It's hard to tell a new sexual partner that you have been diagnosed with an STD. In fact, it's so hard that many people spend a lot of time thinking about what they have to disclose to their partners -- and what they can safely avoid talking about.
For many people, cold sores fall into the second category. The rationale for not bringing up cold sores in advance is usually either that the sores are something that a person has had since childhood -- making them not an STD -- or that cold sores are extremely common. However, there are very good reasons to talk to a date, or potential sexual partner, about any infectious disease you might expose them to. Cold sores, more accurately described as oral herpes, are no exception.
What Are Cold Sores?
Cold sores are usually caused by HSV-1, a herpes virus that can also cause genital herpes. While they can also be caused by HSV-2, the virus usually referred to as the genital herpes virus, oral infections with HSV-2 are far less common than are genital infections with HSV-1.
Why Is It Important To Tell Your Date You Get Cold Sores?
Telling your partner that you have cold sores is important because herpes viruses are extremely contagious. In addition to the risks of spreading cold sores during kissing, if you have an oral herpes infection, you can give your partner a genital herpes infection by going down on them. Whether your partner is male or female, cold sores can easily be transmitted during unprotected oral sex.
Although some people will be reluctant to engage in a sexual relationship with someone with oral or genital herpes, that reluctance is far from universal. It may be difficult to talk about these issues before having sex, but you're far more likely to be able to build a lasting relationship based on the truth. People are willing to take risks for love, and they're less likely to blame a partner for giving them herpes if they went into the relationship with open eyes.
Sample Script For Telling Your Partner You Have Cold Sores
"I really like you, but before we go any further, I wanted to tell you that I get cold sores."
"Well, because they're contagious and caused by a herpes virus, I think it's important to let someone who I'm interested in dating know that I get cold sores before I kiss them or sleep with them."
"Cold sores are herpes?"
"Huh. I had no idea. My ex used to get cold sores. What does that mean for me?"
"Well, the herpes virus can be transmitted during kissing and also during oral sex. I always practice safe oral sex, but that's not perfect."
"Huh. We never had safe oral sex. Does that mean I have herpes?"

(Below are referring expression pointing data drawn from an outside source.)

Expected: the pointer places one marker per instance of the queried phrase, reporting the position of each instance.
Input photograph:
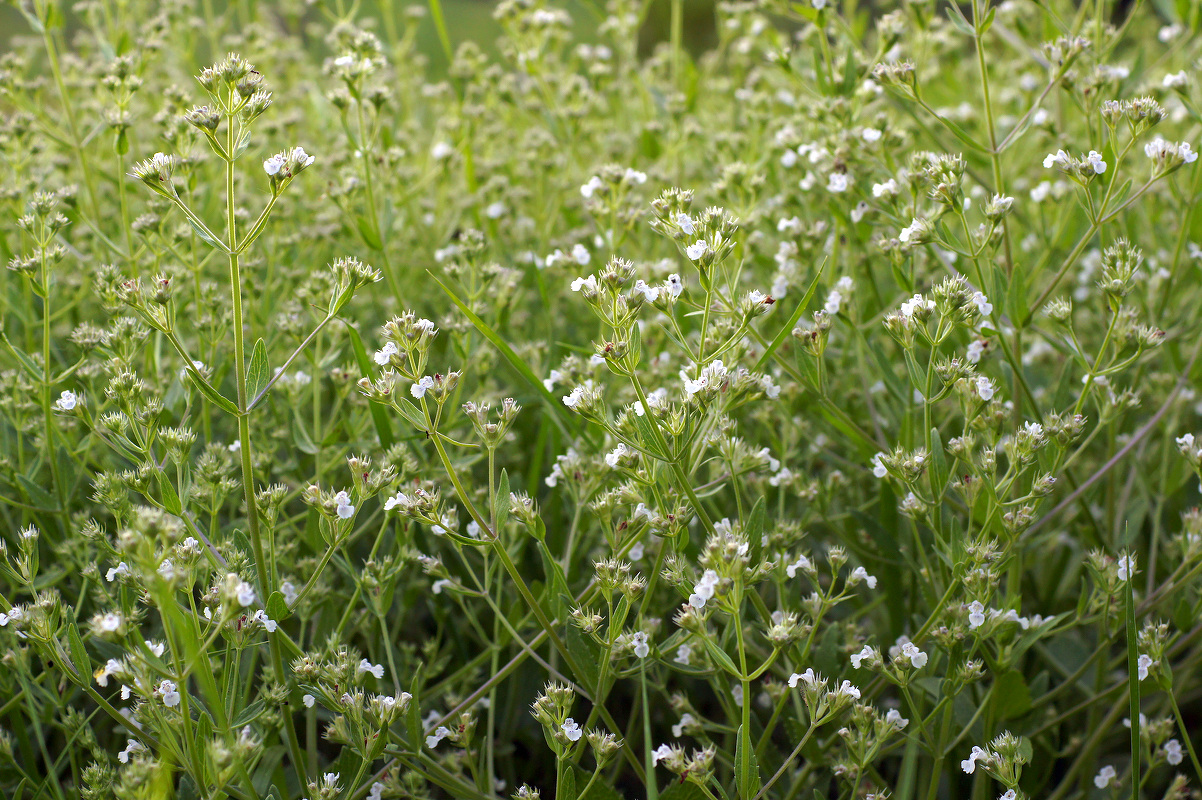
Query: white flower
(917, 657)
(423, 384)
(441, 733)
(861, 574)
(386, 352)
(1094, 161)
(589, 284)
(268, 622)
(245, 593)
(674, 286)
(572, 729)
(888, 189)
(976, 615)
(168, 693)
(969, 764)
(345, 509)
(703, 590)
(650, 293)
(591, 186)
(273, 165)
(802, 563)
(368, 667)
(132, 747)
(982, 303)
(685, 721)
(616, 455)
(66, 401)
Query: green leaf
(27, 363)
(410, 412)
(79, 658)
(213, 395)
(278, 607)
(559, 413)
(747, 768)
(256, 372)
(170, 497)
(754, 529)
(501, 508)
(249, 714)
(37, 496)
(786, 330)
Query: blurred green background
(469, 21)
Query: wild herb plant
(809, 416)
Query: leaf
(503, 505)
(256, 372)
(558, 411)
(27, 363)
(170, 497)
(249, 714)
(787, 328)
(278, 607)
(214, 396)
(754, 529)
(747, 768)
(79, 658)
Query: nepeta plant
(813, 417)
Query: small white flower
(168, 693)
(66, 401)
(423, 384)
(344, 509)
(386, 352)
(441, 733)
(861, 574)
(245, 593)
(572, 729)
(976, 615)
(368, 667)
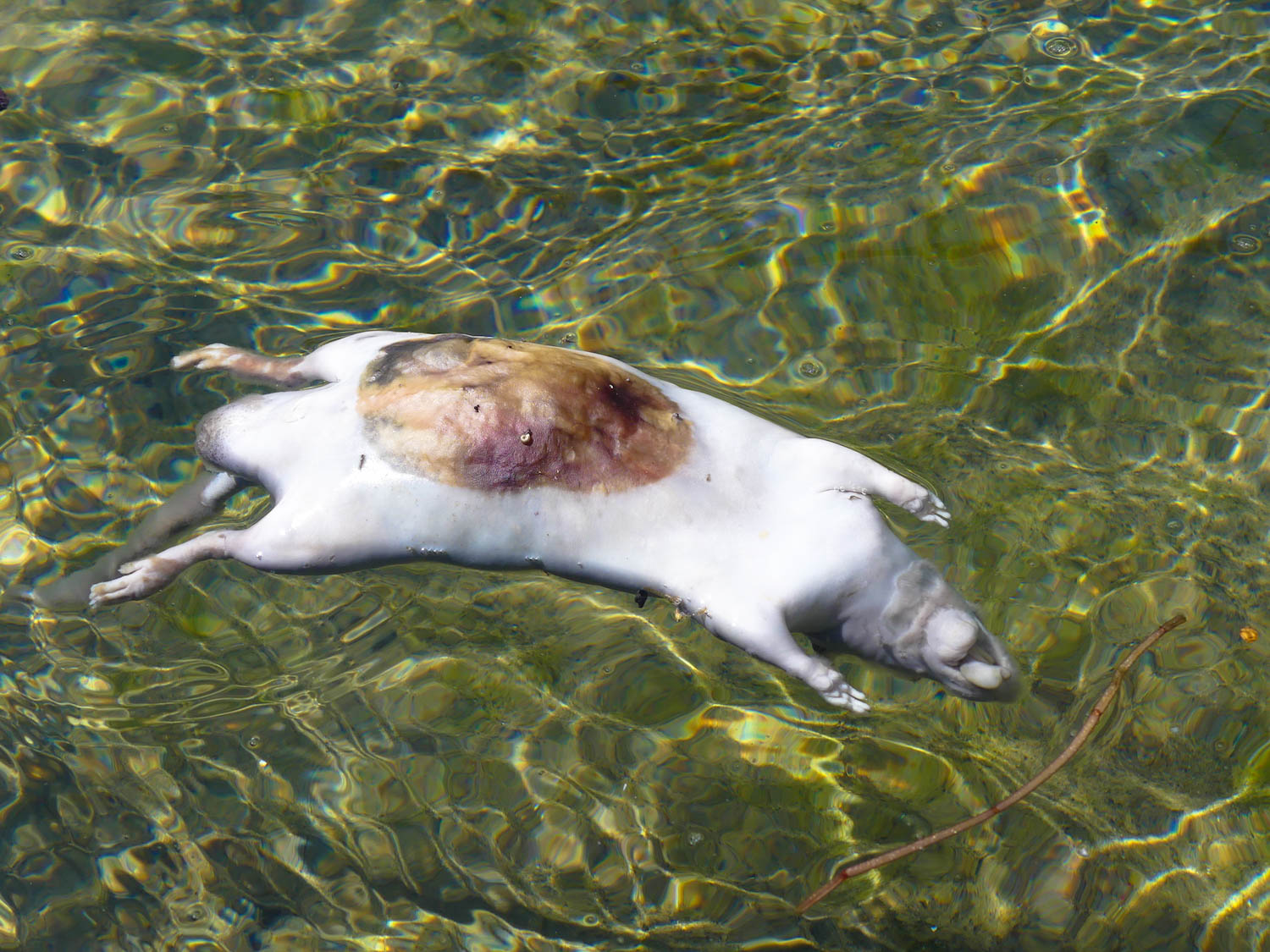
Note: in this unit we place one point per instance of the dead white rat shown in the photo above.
(500, 454)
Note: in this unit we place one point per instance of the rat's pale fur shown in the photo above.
(582, 466)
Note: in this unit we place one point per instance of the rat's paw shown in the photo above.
(135, 581)
(926, 507)
(833, 688)
(206, 358)
(846, 696)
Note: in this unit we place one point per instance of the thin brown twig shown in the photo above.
(1049, 771)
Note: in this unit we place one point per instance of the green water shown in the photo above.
(1018, 250)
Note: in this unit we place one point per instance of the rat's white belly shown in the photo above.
(507, 454)
(721, 520)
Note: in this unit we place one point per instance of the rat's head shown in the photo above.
(929, 630)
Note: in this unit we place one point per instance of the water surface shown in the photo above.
(1018, 250)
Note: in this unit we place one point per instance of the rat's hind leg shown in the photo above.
(192, 503)
(258, 546)
(765, 636)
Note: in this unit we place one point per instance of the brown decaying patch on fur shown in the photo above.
(505, 415)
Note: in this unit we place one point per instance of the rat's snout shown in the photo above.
(967, 659)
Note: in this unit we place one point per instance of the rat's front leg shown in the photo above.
(765, 636)
(246, 365)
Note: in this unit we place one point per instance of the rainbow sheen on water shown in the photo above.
(1015, 250)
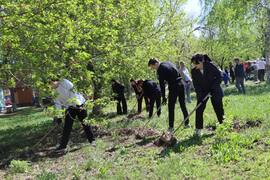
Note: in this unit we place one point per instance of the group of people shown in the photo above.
(206, 79)
(239, 72)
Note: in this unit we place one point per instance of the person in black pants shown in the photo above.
(232, 75)
(206, 79)
(239, 76)
(73, 102)
(118, 90)
(167, 71)
(139, 96)
(152, 91)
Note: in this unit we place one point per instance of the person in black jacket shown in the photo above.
(139, 96)
(167, 71)
(232, 73)
(206, 79)
(118, 90)
(239, 76)
(151, 90)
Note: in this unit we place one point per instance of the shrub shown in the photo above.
(17, 166)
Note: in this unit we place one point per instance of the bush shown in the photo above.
(226, 146)
(17, 166)
(47, 176)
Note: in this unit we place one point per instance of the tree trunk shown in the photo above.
(267, 46)
(97, 110)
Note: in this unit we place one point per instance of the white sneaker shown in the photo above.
(198, 132)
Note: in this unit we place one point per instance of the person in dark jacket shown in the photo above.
(239, 76)
(167, 71)
(118, 90)
(232, 76)
(139, 96)
(152, 91)
(206, 79)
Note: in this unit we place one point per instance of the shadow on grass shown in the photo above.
(251, 89)
(181, 146)
(18, 142)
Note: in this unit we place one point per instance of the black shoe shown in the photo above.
(60, 149)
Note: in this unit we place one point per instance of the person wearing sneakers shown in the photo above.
(151, 91)
(74, 105)
(167, 71)
(206, 79)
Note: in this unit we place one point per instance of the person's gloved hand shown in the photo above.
(57, 120)
(164, 101)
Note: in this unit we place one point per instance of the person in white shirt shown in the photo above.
(261, 69)
(74, 105)
(187, 80)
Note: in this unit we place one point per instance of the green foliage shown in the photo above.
(17, 166)
(231, 29)
(47, 176)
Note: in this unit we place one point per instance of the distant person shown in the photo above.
(232, 76)
(239, 76)
(139, 96)
(151, 91)
(119, 95)
(206, 79)
(168, 72)
(226, 77)
(261, 69)
(74, 104)
(187, 80)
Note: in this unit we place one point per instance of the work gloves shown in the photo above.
(164, 101)
(57, 120)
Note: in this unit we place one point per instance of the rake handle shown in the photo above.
(198, 105)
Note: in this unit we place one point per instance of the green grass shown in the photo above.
(223, 154)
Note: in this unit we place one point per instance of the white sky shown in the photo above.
(193, 9)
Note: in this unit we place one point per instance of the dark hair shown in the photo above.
(196, 59)
(206, 58)
(152, 61)
(140, 82)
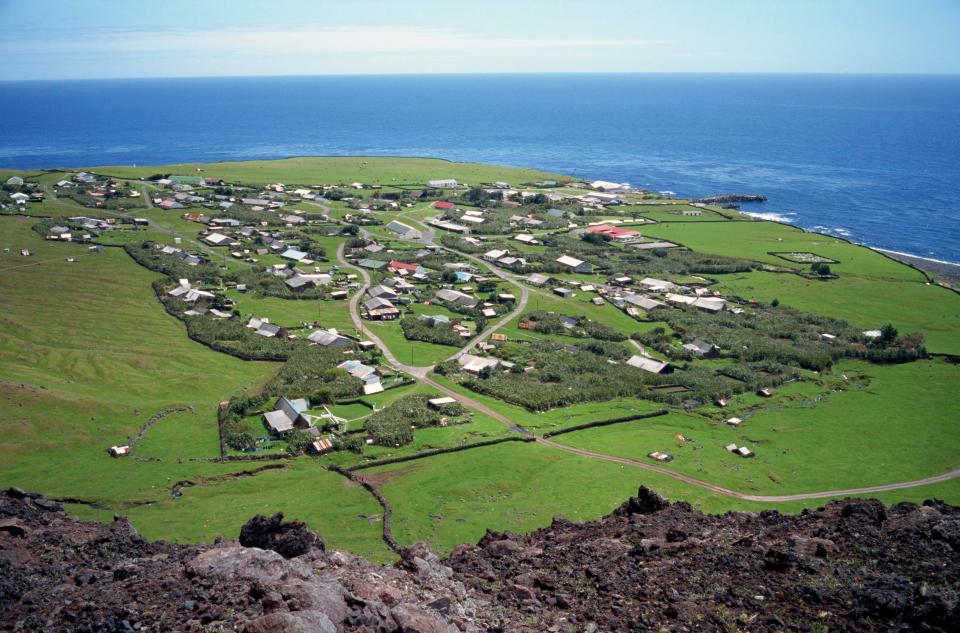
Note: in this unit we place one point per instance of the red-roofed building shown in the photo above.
(614, 232)
(396, 266)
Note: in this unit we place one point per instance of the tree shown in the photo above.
(888, 333)
(297, 442)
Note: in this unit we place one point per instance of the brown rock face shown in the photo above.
(651, 565)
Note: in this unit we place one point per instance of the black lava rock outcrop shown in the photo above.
(289, 539)
(651, 565)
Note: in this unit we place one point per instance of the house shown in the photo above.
(379, 308)
(193, 181)
(294, 254)
(536, 279)
(710, 304)
(263, 327)
(360, 371)
(328, 338)
(449, 226)
(456, 297)
(321, 445)
(649, 364)
(475, 364)
(615, 233)
(439, 403)
(219, 239)
(642, 302)
(383, 292)
(435, 319)
(405, 231)
(606, 186)
(657, 285)
(575, 265)
(512, 262)
(404, 267)
(699, 347)
(287, 415)
(373, 264)
(601, 198)
(649, 246)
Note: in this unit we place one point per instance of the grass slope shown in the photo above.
(341, 170)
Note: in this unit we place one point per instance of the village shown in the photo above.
(502, 289)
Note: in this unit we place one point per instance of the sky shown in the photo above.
(81, 39)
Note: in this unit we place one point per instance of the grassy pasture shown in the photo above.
(340, 170)
(871, 290)
(455, 498)
(891, 430)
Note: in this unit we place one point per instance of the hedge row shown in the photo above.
(591, 425)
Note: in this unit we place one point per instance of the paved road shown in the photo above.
(953, 474)
(421, 373)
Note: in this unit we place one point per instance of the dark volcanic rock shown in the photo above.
(651, 565)
(289, 539)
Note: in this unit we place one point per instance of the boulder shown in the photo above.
(285, 622)
(289, 539)
(248, 564)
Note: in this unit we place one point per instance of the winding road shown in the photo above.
(422, 374)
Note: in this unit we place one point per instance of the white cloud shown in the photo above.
(309, 40)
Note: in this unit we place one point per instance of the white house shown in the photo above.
(576, 265)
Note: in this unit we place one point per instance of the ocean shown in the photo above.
(874, 159)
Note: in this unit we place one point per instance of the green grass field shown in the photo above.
(889, 431)
(455, 498)
(87, 355)
(340, 170)
(872, 289)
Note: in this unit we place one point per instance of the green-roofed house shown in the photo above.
(195, 181)
(373, 264)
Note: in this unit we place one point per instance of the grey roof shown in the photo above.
(382, 291)
(376, 303)
(328, 339)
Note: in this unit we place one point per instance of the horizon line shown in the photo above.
(501, 74)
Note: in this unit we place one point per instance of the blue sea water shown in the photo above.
(875, 159)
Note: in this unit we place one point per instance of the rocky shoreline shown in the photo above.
(651, 565)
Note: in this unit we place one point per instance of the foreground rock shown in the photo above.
(649, 566)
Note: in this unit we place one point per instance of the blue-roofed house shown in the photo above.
(294, 254)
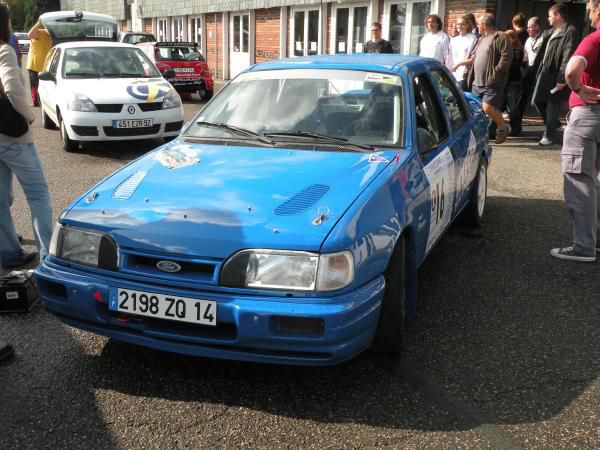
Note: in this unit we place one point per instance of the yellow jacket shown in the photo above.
(38, 51)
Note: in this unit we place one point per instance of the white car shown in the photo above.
(106, 91)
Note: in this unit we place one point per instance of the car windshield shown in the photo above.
(132, 38)
(363, 108)
(178, 53)
(94, 62)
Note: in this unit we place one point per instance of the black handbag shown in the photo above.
(12, 124)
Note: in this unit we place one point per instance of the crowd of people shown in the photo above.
(507, 69)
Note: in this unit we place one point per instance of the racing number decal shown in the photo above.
(440, 174)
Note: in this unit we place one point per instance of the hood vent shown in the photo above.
(125, 190)
(303, 200)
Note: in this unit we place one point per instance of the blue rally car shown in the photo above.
(286, 223)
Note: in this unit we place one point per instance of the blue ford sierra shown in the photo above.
(287, 222)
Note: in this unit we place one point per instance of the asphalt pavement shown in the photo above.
(504, 351)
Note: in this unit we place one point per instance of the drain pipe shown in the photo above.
(216, 48)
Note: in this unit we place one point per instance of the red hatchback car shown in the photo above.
(191, 70)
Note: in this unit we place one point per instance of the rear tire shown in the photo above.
(389, 336)
(473, 213)
(204, 94)
(69, 145)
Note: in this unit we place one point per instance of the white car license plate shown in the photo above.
(170, 307)
(132, 123)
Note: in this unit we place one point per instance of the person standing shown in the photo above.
(435, 43)
(460, 48)
(377, 44)
(532, 48)
(493, 56)
(513, 86)
(41, 43)
(580, 154)
(19, 155)
(551, 89)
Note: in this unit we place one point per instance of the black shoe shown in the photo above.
(6, 351)
(29, 258)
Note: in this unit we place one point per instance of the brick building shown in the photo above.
(235, 34)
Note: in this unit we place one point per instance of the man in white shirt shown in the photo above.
(436, 43)
(460, 48)
(532, 47)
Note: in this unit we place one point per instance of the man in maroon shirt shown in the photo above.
(580, 155)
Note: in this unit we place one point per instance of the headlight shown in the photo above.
(296, 271)
(84, 247)
(79, 102)
(171, 100)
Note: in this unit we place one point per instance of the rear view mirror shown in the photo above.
(169, 73)
(46, 76)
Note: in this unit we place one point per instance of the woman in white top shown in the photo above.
(460, 47)
(19, 155)
(435, 43)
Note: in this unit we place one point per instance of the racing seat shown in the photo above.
(377, 116)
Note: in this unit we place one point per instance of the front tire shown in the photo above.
(46, 121)
(473, 212)
(389, 336)
(69, 145)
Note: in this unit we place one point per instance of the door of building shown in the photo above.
(351, 23)
(240, 43)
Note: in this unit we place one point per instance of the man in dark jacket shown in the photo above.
(551, 89)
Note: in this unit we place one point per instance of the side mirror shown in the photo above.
(46, 76)
(425, 140)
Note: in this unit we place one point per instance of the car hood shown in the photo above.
(118, 90)
(211, 201)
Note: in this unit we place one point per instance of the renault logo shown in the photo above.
(168, 266)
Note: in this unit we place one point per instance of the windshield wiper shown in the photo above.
(236, 130)
(324, 137)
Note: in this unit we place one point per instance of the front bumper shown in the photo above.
(246, 328)
(97, 126)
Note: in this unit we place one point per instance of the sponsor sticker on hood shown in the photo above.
(177, 156)
(148, 90)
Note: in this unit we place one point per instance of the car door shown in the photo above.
(434, 144)
(462, 140)
(49, 88)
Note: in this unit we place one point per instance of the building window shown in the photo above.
(177, 29)
(404, 24)
(162, 30)
(241, 33)
(196, 31)
(350, 27)
(306, 32)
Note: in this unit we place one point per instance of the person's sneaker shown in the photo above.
(502, 134)
(570, 254)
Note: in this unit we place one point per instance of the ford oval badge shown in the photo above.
(168, 266)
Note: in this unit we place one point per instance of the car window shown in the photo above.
(179, 53)
(450, 96)
(48, 59)
(93, 62)
(361, 107)
(428, 110)
(53, 67)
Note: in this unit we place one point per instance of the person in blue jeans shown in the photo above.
(19, 155)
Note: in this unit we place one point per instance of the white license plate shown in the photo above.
(170, 307)
(132, 123)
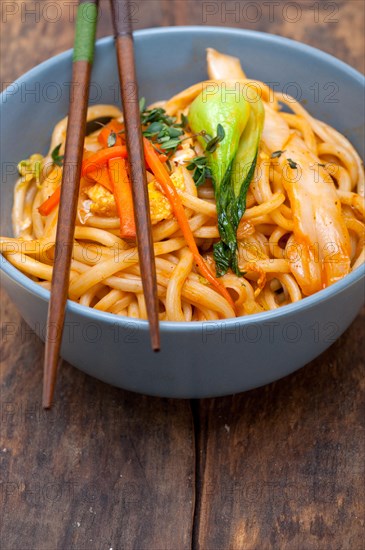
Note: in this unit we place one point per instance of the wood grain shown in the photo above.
(280, 467)
(104, 468)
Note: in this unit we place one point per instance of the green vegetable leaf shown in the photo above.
(213, 142)
(232, 164)
(56, 157)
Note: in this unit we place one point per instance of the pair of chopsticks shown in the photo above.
(87, 15)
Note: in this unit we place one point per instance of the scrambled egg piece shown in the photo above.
(31, 168)
(160, 207)
(103, 203)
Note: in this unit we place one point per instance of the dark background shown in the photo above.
(279, 467)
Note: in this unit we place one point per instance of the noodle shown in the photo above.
(276, 225)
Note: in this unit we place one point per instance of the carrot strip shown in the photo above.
(49, 204)
(112, 126)
(169, 189)
(123, 197)
(101, 157)
(102, 176)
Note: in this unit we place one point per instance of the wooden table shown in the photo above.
(279, 467)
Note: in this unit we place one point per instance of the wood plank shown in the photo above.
(104, 468)
(282, 467)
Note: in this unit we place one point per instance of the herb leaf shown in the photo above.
(162, 129)
(277, 154)
(56, 157)
(201, 170)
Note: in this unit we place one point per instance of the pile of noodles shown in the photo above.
(105, 273)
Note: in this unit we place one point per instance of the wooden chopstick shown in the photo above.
(86, 20)
(130, 102)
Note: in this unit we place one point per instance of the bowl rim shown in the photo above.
(195, 326)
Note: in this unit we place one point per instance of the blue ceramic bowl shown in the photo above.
(196, 359)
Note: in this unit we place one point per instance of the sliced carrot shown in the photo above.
(49, 204)
(101, 175)
(169, 189)
(123, 197)
(112, 126)
(101, 157)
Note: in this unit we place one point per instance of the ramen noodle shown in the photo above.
(302, 227)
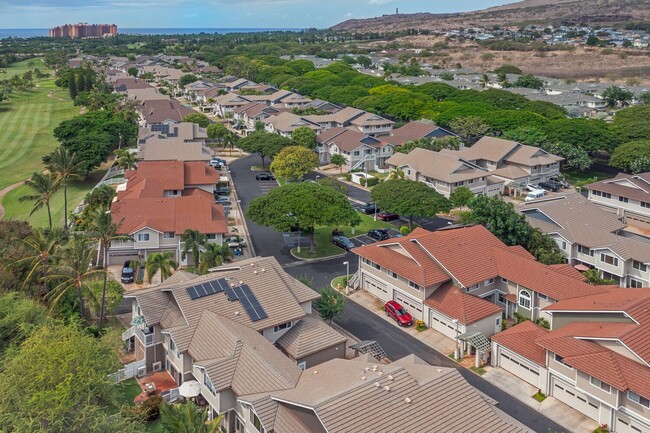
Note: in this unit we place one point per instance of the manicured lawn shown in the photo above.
(323, 238)
(28, 119)
(16, 210)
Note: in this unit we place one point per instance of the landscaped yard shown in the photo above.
(323, 238)
(27, 120)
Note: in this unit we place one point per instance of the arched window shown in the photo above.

"Not necessarily. The virus isn't transmitted every time you have sex. But it might make you feel better to get tested and find out."
"There's a test for herpes?"
"Yeah. A blood test. It can tell whether you have ever been infected, even if you don't have symptoms, although not every doctor is willing to give it."
"I had no idea."
"I can see there's a lot we have to talk about before we have sex."
"But that means you want to?"
"Yeah. Do you?"
"Yeah. I do."
For People Who Have Been Infected With Herpes During Oral Sex
If you are someone who was infected with genital herpes during oral sex, it's a good idea to talk to your partner about what happened and educate them, rather than engaging in partner blame. It's unlikely that they were trying to intentionally give you an STD.
Unfortunately, a lot of people with cold sores are unaware of the risk of transmitting herpes during oral sex -- a risk that can be greatly reduced by using appropriate barriers or suppressive therapy.